HI Splunkers,
We are getting below value inside one of field "data" in tabular format:
Source success Total_Count
0 abc.csv True 200
1 some_string_1 False 34
2 some_string_2 True 12
3 some_string_3 False 4
4 some_string_4 True 63
5 some_string_5 False 2
6 some_string_6 True 108
Can we extract these values in different fields. Thank you in advance for your reply
multikv is your friend. But you need to handle the tabulation's ordinal column.
| rename _raw as temp, data AS _raw | rex mode=sed "s/^Source/ord Source/" | multikv | rename temp as _raw ``` assuming field data is no longer useful but you still need _raw for some reason ```
Using your sample data, I get
Source | TotalCount | org | success |
abc.csv | 200 | 0 | True |
some_string_1 | 34 | 1 | False |
some_string_2 | 12 | 2 | True |
some_string_3 | 4 | 3 | False |
some_string_4 | 63 | 4 | True |
some_string_5 | 2 | 5 | False |
some_string_6 | 108 | 6 | True |
you can try expand and split
This is not multivalue field so mvexpand is not working.
multikv is your friend. But you need to handle the tabulation's ordinal column.
| rename _raw as temp, data AS _raw | rex mode=sed "s/^Source/ord Source/" | multikv | rename temp as _raw ``` assuming field data is no longer useful but you still need _raw for some reason ```
Using your sample data, I get
Source | TotalCount | org | success |
abc.csv | 200 | 0 | True |
some_string_1 | 34 | 1 | False |
some_string_2 | 12 | 2 | True |
some_string_3 | 4 | 3 | False |
some_string_4 | 63 | 4 | True |
some_string_5 | 2 | 5 | False |
some_string_6 | 108 | 6 | True |
Its working as expected.
Thank you so much.
NOTE: values contains multiple white space in it.
ex: 1<multple_space> some_string_1<multple_space>False<multple_space>34
Unless the developer of your data source has considered data structure, you have no way of doing this.
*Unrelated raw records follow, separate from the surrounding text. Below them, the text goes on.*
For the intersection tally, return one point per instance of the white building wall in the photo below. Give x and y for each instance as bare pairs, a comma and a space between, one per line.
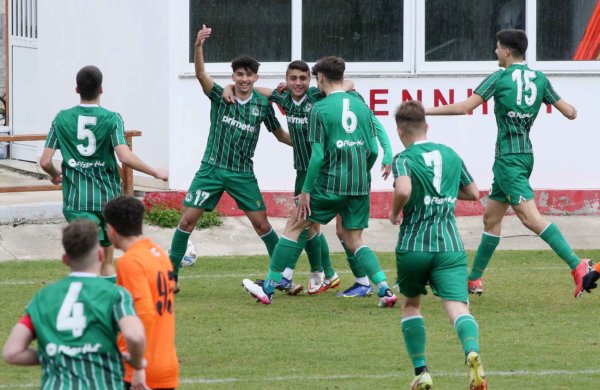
141, 47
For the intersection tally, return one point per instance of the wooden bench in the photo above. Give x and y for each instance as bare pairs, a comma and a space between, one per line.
126, 172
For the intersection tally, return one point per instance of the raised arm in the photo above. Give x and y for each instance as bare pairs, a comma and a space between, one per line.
566, 109
461, 108
205, 80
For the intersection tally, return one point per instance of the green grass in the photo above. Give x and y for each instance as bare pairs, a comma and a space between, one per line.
534, 335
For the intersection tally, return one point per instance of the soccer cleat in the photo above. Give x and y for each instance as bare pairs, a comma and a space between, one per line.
332, 282
578, 273
357, 290
257, 292
285, 285
422, 382
315, 281
477, 379
475, 286
388, 299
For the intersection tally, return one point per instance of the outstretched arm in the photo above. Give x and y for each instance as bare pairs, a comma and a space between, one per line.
205, 80
461, 108
566, 109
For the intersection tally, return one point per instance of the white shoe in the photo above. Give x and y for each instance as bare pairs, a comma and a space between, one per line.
315, 281
257, 292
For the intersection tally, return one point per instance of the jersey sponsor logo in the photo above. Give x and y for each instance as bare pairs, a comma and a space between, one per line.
52, 349
84, 165
512, 114
348, 144
237, 124
296, 120
429, 200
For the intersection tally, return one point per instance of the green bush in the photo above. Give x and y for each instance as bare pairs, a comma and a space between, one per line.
163, 216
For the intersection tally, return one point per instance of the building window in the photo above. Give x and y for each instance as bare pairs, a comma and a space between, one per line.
464, 30
356, 30
261, 29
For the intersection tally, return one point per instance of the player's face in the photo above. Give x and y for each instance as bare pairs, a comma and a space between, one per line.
244, 79
298, 82
501, 53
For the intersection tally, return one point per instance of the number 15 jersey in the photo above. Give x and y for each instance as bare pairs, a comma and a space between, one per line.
518, 94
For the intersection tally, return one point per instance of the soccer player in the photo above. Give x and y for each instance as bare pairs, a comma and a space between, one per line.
343, 150
227, 163
297, 100
76, 320
518, 93
88, 137
428, 178
146, 272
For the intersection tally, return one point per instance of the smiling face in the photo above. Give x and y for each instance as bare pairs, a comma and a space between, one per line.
298, 82
244, 80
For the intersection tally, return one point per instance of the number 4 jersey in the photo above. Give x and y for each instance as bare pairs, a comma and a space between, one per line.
436, 173
75, 321
518, 93
86, 136
146, 272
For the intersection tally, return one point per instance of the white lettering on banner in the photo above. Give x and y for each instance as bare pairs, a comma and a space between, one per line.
237, 124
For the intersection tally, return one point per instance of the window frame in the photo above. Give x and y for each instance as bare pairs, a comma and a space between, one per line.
413, 63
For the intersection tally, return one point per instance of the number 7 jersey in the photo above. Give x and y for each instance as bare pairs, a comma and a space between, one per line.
518, 93
86, 136
436, 173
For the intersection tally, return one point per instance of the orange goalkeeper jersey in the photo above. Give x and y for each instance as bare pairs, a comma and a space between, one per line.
146, 272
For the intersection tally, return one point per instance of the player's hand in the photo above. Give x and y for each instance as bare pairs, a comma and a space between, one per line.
202, 35
589, 280
162, 174
303, 210
138, 380
228, 94
385, 171
56, 180
281, 87
394, 219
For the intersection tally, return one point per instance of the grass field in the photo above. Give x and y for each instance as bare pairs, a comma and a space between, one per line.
534, 334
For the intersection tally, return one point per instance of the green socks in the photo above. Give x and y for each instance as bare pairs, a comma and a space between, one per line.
559, 245
313, 251
270, 239
413, 331
325, 259
486, 249
468, 332
178, 248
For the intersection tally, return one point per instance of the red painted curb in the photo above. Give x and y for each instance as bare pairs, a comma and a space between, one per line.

Period. You'll have to reject this source altogether and send them back to developer's desk.
One way the developer may have enforced structure is by having all the strings with no space in between, i.e., any number of space is a field separator. In that case, you can do
| rename _raw as temp, data AS _raw | rex mode=sed "s/^Source/ord Source/"
| rex mode=sed "s/ +/ /g" | multikv | rename temp as _raw ``` assuming field data is no longer useful but you still need _raw for some reason ```
Another way structure may have been enforced is, for example, to have a maximum number of consecutive spaces in legitimate strings, and use a field separator made of spaces larger than this maximum. For example, if maximum legitimate space is 1, you can do
| rename _raw as temp, data AS _raw | rex mode=sed "s/^Source/ord Source/"
| rex mode=sed "s/ +/,/g" | multikv | rename temp as _raw ``` assuming field data is no longer useful but you still need _raw for some reason ```
A common problem, given that your ordinal has no corresponding header, could be that the tabular data is poorly converted from a spreadsheet, when original field separator is tab character but got "expanded" into normal spaces during conversion. In that case, you'll have to go back to the source person and demand a conformant conversion.
No amount of SPL can save extremely poor input.
As long as you can variable number of spaces in the middle of just one field, you can get around it by "fixing" the other fields' positions and just picking the "remains" as the field value. But that's ugly and prone to errors in case something changes.
But yes, I fully agree with "No amount of SPL can save extremely poor input."
If the data was a bit more "strictly" structured, you could do indexed extractions and could get away with the softwared shuffling column order (that can be a problem with csv if suddenly the format changes).
If your fields order is constant, you can define your extraction taking into account possible multiple spaces (you usually define extractions this way anyway).
Something like:
(?<id>\d+)\s+(?<Source>.*?)\s+(?<success>True|False)\s+(?<count>\d+)
But I'd be very cautious about naming your field "Source" since "source" is one of the default fields.